Assume that the state space $S$  of a stationary process is finite and $\mu$  is the stationary measure on ${S}^{\mathbb{Z}}$  generated by this process. The question is formulated as follows: when there exists an isomorphism (in the measure-theoretic sense) of the Bernoulli space ${{S}^{\prime }}^{\mathbb{Z}}$  with product measure and the space $\left({S}^{\mathbb{Z}},\mu \right)$  that commutes with the shift. This is the well-known isomorphism problem in ergodic theory. It is clear that the criterion of existence of such an isomorphism must be expressed in terms of the rate of decrease of the correlation between the past and the future of the process. There are many known conditions of this type, which are sometimes called “mixing conditions.” Most of such conditions known in the theory of stationary processes are too strong (Kolmogorov's, Rozenblatt's, Ibragimov's conditions, etc.). It turned out that the right notion is related to the Kantorovich metric on the space of words with the Hamming metric – this was discovered by D. Ornstein. Our interpretation slightly differs from the original one, but is closer to the previous context (see [29]).
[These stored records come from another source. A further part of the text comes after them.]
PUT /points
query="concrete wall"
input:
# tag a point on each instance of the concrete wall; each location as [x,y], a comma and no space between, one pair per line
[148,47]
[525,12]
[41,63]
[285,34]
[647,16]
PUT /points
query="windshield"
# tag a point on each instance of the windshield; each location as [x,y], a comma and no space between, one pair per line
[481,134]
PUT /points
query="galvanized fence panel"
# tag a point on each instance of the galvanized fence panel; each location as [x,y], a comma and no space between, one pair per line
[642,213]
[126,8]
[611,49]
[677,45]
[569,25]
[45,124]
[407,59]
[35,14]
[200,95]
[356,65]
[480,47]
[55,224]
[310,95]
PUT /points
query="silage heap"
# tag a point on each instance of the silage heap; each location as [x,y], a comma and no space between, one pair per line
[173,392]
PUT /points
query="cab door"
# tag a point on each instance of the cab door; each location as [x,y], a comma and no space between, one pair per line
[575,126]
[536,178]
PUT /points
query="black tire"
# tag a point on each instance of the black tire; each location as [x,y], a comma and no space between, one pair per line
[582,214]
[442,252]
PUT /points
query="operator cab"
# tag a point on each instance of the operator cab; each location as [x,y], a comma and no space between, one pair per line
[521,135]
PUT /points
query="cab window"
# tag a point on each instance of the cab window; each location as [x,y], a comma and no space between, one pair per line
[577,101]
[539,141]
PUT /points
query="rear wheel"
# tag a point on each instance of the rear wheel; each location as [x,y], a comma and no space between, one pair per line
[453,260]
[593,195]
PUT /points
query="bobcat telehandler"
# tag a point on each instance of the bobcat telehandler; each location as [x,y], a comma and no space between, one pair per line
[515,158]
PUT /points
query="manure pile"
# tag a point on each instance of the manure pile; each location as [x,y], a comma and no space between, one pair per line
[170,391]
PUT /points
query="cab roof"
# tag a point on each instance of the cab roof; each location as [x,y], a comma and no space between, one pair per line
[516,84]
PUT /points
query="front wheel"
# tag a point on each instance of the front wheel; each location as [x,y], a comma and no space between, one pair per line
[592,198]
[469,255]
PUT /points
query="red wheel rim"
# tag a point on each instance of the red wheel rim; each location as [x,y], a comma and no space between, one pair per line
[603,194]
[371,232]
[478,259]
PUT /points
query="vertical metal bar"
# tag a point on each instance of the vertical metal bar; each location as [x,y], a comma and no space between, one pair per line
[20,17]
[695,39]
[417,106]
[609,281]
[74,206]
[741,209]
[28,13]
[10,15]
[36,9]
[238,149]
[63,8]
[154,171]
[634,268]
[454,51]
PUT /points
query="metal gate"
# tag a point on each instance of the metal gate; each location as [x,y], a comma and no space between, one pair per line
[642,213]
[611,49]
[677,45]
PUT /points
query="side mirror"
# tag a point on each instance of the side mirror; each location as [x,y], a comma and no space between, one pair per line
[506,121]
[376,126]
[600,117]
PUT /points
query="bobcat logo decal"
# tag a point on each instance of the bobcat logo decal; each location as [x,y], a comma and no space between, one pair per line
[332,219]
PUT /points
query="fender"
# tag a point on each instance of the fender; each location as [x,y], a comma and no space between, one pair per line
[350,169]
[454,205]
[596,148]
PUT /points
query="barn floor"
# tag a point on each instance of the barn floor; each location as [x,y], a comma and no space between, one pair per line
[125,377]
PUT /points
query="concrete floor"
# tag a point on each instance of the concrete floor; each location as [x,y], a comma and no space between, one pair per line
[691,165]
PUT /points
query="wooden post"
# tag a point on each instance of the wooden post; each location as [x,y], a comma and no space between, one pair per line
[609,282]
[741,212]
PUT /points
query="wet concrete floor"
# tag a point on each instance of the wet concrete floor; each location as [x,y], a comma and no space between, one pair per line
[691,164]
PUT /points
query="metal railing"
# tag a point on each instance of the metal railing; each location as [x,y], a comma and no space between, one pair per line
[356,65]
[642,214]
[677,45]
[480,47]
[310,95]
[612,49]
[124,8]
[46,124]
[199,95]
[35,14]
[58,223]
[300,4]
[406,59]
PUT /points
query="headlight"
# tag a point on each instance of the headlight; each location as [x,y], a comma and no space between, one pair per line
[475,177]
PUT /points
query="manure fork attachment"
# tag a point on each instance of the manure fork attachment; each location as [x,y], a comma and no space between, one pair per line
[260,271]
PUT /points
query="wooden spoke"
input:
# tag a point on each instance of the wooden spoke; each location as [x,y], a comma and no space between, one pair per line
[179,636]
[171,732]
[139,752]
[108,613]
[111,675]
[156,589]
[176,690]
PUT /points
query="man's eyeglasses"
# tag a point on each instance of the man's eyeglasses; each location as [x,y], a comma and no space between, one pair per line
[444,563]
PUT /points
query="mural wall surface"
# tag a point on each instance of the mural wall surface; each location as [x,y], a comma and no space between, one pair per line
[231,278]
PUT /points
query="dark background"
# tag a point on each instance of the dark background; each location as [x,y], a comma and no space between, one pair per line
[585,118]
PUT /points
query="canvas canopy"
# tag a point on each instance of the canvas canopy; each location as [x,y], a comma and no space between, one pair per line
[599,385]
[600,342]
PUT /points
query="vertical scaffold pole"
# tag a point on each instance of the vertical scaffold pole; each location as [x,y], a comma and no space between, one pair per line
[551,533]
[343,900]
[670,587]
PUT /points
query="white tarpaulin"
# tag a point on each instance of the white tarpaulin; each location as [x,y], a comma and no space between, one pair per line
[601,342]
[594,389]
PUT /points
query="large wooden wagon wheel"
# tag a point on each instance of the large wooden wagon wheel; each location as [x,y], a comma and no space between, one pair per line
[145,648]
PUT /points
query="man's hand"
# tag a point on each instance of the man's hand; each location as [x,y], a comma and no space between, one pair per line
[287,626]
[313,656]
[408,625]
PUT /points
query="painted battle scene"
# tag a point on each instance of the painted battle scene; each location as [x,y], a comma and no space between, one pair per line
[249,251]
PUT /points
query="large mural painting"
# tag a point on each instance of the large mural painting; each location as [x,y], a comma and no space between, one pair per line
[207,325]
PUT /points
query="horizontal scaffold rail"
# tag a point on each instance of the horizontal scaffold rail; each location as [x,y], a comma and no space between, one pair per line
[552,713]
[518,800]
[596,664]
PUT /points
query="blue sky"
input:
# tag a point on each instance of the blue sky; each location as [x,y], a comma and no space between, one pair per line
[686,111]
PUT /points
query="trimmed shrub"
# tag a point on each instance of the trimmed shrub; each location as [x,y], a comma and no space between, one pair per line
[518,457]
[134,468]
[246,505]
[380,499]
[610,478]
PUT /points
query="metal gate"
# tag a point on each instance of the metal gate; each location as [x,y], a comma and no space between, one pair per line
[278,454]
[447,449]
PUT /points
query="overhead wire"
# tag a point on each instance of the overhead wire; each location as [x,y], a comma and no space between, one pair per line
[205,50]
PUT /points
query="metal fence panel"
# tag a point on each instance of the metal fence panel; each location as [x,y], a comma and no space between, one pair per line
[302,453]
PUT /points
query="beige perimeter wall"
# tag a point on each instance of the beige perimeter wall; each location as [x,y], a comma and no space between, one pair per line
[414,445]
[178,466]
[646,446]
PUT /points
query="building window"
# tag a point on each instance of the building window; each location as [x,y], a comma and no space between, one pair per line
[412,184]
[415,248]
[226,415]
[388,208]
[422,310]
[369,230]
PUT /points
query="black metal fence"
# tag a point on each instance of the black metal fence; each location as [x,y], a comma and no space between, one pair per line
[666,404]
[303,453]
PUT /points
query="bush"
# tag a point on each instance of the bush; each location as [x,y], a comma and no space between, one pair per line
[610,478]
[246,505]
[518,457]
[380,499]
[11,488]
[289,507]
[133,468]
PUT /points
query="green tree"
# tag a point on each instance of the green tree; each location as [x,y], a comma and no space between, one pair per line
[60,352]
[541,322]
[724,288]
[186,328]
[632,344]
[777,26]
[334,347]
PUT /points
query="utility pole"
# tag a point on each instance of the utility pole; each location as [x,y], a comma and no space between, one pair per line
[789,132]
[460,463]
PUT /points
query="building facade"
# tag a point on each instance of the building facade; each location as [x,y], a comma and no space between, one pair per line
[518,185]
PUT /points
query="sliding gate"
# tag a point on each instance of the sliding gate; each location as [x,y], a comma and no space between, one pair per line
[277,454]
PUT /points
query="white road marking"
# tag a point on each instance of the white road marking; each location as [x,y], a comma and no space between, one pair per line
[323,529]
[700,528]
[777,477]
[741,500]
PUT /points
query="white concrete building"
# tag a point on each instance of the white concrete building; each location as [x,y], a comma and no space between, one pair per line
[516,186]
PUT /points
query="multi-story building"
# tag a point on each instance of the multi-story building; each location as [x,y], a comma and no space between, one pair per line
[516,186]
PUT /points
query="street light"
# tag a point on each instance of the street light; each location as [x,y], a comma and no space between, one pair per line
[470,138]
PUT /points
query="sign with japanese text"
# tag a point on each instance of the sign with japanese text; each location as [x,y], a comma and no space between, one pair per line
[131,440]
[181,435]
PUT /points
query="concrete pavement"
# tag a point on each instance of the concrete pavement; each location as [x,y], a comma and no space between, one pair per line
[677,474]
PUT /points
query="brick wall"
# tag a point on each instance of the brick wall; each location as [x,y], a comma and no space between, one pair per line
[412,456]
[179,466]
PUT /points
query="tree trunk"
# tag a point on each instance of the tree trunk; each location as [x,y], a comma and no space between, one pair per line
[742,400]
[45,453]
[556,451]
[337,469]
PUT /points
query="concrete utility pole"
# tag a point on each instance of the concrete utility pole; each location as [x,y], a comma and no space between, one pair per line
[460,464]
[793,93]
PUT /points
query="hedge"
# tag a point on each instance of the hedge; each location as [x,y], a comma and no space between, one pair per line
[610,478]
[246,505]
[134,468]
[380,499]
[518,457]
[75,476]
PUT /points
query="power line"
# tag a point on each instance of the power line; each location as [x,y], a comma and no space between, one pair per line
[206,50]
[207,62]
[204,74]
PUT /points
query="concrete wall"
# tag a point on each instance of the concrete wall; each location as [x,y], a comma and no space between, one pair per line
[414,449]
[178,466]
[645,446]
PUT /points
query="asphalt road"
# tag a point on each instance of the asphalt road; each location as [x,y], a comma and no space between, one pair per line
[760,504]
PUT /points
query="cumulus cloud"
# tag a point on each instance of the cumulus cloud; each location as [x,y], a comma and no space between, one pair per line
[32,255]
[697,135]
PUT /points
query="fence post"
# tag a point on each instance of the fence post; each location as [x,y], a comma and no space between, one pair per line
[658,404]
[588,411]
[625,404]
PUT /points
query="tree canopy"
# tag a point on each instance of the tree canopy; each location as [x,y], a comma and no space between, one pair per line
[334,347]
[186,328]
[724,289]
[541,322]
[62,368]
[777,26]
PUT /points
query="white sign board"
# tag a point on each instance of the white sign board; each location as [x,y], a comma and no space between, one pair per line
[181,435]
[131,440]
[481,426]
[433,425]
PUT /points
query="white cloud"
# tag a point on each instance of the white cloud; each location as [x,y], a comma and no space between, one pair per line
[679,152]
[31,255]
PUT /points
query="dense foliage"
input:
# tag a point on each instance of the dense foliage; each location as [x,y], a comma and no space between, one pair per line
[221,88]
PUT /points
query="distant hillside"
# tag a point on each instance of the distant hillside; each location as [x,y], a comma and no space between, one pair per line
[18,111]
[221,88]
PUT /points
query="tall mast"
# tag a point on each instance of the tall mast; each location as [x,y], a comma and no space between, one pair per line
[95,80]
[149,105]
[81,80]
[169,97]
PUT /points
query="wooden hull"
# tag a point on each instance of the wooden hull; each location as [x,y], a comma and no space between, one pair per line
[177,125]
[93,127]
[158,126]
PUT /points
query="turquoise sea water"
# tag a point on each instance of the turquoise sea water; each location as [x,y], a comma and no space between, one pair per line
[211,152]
Let $\left\{{\xi }_{n}\right\}$  , $n\in \mathbb{Z}$  , be a stationary random process with finite state space $S$  and shift-invariant measure $\mu$  on ${S}^{\mathbb{Z}}$  . Consider the “past” of the process: $\mathcal{P}={\prod }_{-\infty }^{0}S$  ; the projection of $\mu$  to $\mathcal{P}$  will be denoted by ${\mu }^{-}$  . Fix a point ${x}^{-}=\left({x}_{0},{x}_{-1},{x}_{-2},...\right)\in \mathcal{P}$  and consider the conditional distribution on the $n$  -future given a fixed past ${x}^{-}$  :
${P}_{n}\left({x}_{1},{x}_{2},...,{x}_{n}|{x}^{-}\right);$  this is a measure on the $n$  -future ${S}^{n}$  defined for almost all points ${x}^{-}\in \mathcal{P}$  ; it is an element of $V\left({S}^{n}\right)$  , thus we have a mapping ${F}_{n}:\mathcal{P}\to V\left({S}^{n}\right)$  defined almost everywhere.
Consider the Hamming metric on ${S}^{n}$  : ${h}_{n}\left(x,y\right)=\frac{1}{n}#\left\{i\in \left(1,...,n\right):{x}_{i}\ne {y}_{i}\right\},$  where $x=\left({x}_{1},...,{x}_{n}\right),y=\left({y}_{1},...,{y}_{n}\right)\in {S}^{n}$  and $#$  stands for the number of points in a set; and let ${k}_{{h}_{n}}$  be the Kantorovich metric on the space $V\left({S}^{n},{h}_{n}\right)$  of measures on the $n$  -future.
Theorem 3. [17, 24] Consider a stationary process $\left\{{\xi }_{n}\right\}$  , $n\in \mathbb{Z}$  , and the right shift in the space of realizations generated by this process. An invertible encoding of this shift into a Bernoulli shift (in other words, a measure-preserving isomorphism of the shift in the space of realizations of the process and a Bernoulli shift) exists if and only if ${lim}_{n\to \infty }\int {\int }_{{x}^{-}\in \mathcal{P},{y}^{-}\in \mathcal{P}}{k}_{{h}_{n}}\left(P\left(*|{x}^{-}\right),P\left(*|{y}^{-}\right)\right)d{\mu }^{-}\left({x}^{-}\right)d{\mu }^{-}\left({y}^{-}\right)=0$  (the integral of the value of the Kantorovich metric for the pair of conditional measures corresponding to a pair of points from $\mathcal{P}×\mathcal{P}$  with respect to the product measure ${\mu }^{-}×{\mu }^{-}$  ).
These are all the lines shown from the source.